La recuperación de la confianza, del apego, de la fe en la política (la misma de la que reniega la derecha, porque nos iguala a todos, porque nos concede la condición de ciudadanos, no la de meros siervos), de la creencia en el socialismo, sólo será posible en la medida en que se erradiquen esas impurezas, esa degeneración manida que deriva en el inaceptable miedo a la democracia interna, a la crítica, por parte del aparato (con su porte de hipocresía), en la autocensura, en la autoimposición de la mordaza de quien ostenta un puesto de responsabilidad (alejado del sufrimiento de los más débiles por los desorbitados salarios y, en su caso, las elitistas y deplorables pagas vitalicias, por los privilegios) por temor a molestar, alimentada por la perversión de la existencia de más cargos que militantes... El camino, frente a esa realidad del tutelaje desde arriba, es la participación, las listas abiertas, las primarias para la elección de los candidatos, la voz escuchada del afiliado y el simpatizante, sin represalias, la formación, la apertura de las Casas del Pueblo a la gente, al obrero, para recoger sus inquietudes, debatir y buscar, juntos, la solución a los problemas... La senda no es nueva, está bien marcada desde hace más de 133 años, desde que Pablo Iglesias se reuniera con 25 compañeros en aquella mítica taberna ‘Casa Labra’, en la calle Tetuán de Madrid.

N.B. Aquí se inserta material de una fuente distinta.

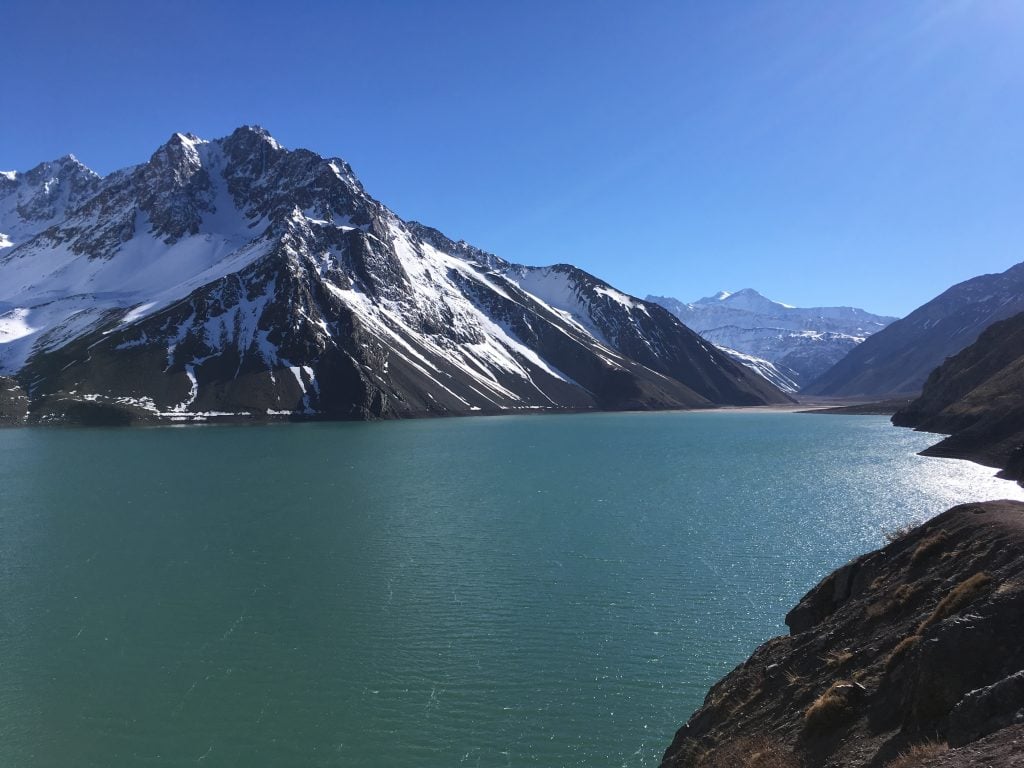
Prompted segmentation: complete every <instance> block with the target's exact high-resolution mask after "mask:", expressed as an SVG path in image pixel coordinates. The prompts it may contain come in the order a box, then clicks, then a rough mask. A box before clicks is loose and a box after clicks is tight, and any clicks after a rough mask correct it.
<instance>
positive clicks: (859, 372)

No es otra que la del socialismo, la participación, la democracia.

El terreno es abrupto, escarpado, duro. Nadie dijo nunca que no lo fuera. Pero, como decía el malogrado poeta Miguel Hernández, “siempre hay un rayo de sol en la lucha que deja a la sombra vencida”. Y esa luz, ese haz de esperanza, tiene un nombre propio e incuestionable: la juventud, la de la generación más preparada de la historia, la fuerza de su rebeldía, de su puño firme, de su indignación y su compromiso, de su desesperación ante un futuro de certidumbre gris, más bien, negra, su energía para combatir el vergonzante capitalismo financiero, el atroz y codicioso neoliberalismo económico que amenaza, que destruye ya, que pisotea con su avidez sin límites la rosa de los derechos sociales. No es la hora de pactos, porque sabemos que el PP no los quiere, porque la gaviota carroñera se debe a sus clientes, a los ricos, a los únicos agentes a los que da cuentas de sus decisiones (o, mejor dicho, los que le ordenan a ella), a los mercados. Y el hambre (eso sí, de gusto refinado) de éstos es insaciable. Por consiguiente, es la hora de que vayamos los de abajo a por los de arriba, de que se acabe el cuento de una vez, de la unidad de las clases trabajadoras, de la izquierda, de la reedición del Frente Popular de 1936, de la revolución, de la movilización de conciencias. Quizás seamos capitanes sin barco o lobos solitarios en medio del desierto, de océanos de arena, pero obreros con causa, muchos obreros con causa.